7. ‘Coverings to protect their beauty,’ i.e. unless their faces, viz. their realities, were veiled, the intense radiance of this station would consume them.
8. ‘Seeking their traces’: he says, ‘Seek to approach the degree of the prophets with thy aspiration (this he indicates by the word “camels”), but not by immediate experience (###), for only the Prophet has immediate experience of this station.’ There is nothing, however, to prevent anyone from aspiring to it, although it is unattainable.
9. ‘Ḥájir,’ referring to the obstacle which makes immediate experience of this station impossible for us.
10. ‘Their fire will be clearly seen,’ i.e. the perils into which they plunged before they could arrive at these abodes.

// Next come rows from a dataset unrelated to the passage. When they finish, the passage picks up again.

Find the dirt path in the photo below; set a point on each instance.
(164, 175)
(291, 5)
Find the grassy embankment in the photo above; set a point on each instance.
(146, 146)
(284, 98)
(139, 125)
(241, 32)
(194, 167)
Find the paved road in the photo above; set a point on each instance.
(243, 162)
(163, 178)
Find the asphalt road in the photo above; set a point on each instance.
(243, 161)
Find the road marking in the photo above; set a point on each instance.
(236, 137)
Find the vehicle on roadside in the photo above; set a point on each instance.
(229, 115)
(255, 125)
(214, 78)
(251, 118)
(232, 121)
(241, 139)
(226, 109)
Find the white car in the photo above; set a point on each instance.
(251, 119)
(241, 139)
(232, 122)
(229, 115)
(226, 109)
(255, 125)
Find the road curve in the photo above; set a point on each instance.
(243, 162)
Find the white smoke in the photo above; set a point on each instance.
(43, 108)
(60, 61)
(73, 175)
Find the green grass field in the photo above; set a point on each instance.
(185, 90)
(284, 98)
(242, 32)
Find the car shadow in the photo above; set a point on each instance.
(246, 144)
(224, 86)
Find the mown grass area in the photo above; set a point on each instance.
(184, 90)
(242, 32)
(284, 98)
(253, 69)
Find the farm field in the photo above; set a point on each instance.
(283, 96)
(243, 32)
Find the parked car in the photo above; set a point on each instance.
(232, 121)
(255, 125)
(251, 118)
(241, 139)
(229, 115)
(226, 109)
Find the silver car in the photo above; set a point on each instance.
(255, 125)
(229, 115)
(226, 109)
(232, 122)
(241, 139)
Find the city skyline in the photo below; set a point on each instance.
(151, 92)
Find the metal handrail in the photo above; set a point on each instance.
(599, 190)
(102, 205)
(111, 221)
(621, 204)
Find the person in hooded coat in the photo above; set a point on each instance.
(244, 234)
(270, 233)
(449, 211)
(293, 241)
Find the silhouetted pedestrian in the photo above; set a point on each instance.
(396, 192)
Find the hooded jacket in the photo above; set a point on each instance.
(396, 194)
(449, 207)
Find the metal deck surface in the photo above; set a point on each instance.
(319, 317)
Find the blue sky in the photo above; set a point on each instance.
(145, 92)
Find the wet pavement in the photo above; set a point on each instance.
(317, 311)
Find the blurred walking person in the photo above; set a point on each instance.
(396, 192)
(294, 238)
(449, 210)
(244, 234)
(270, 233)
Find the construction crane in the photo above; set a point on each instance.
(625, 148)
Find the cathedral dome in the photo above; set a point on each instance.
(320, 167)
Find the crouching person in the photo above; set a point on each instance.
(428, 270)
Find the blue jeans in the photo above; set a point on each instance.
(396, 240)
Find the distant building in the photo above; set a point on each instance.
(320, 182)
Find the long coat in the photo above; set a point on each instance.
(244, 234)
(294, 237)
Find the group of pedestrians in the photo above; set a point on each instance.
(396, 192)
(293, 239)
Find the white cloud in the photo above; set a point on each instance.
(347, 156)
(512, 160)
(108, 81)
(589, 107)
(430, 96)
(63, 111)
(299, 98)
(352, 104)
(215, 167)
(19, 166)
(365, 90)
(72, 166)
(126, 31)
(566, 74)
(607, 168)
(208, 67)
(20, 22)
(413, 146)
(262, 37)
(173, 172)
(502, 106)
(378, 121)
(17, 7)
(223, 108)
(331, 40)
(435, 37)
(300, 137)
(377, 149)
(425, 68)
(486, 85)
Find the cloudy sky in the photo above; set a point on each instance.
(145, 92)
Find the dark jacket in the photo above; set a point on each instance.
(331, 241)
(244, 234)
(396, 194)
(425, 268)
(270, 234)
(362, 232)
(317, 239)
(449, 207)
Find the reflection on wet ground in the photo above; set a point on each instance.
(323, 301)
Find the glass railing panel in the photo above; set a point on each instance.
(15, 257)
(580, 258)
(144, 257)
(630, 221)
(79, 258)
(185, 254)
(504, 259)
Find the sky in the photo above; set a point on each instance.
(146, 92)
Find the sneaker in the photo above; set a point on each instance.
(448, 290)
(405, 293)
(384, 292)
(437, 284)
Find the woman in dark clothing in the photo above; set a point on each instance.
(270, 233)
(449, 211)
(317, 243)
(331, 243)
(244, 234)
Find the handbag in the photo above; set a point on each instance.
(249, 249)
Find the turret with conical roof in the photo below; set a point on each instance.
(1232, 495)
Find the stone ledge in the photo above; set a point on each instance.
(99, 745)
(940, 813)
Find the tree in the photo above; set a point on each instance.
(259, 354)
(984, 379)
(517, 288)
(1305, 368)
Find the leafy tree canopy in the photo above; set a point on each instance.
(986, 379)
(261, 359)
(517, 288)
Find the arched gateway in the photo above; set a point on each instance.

According to the Tradition, ‘Paradise is encompassed with hateful actions.’
One of the illuminati (###) told me at al-Mawṣil that he had seen in a dream Ma‘rúf al-Karkhí sitting in the midst of Hell-fire. The dream terrified him and he did not perceive its meaning. I said to him, ‘That fire is the enclosure that guards the abode in which you saw him seated. Let anyone who desires to reach that abode plunge into the fire.’ My friend was pleased with this explanation and recognized that it was true.
11. ‘Let not its lions affright thee,’ i.e. if thou art a true lover be not dismayed by the dangers confronting thee. ‘In the form of cubs,’ i.e. innocuous and of no account.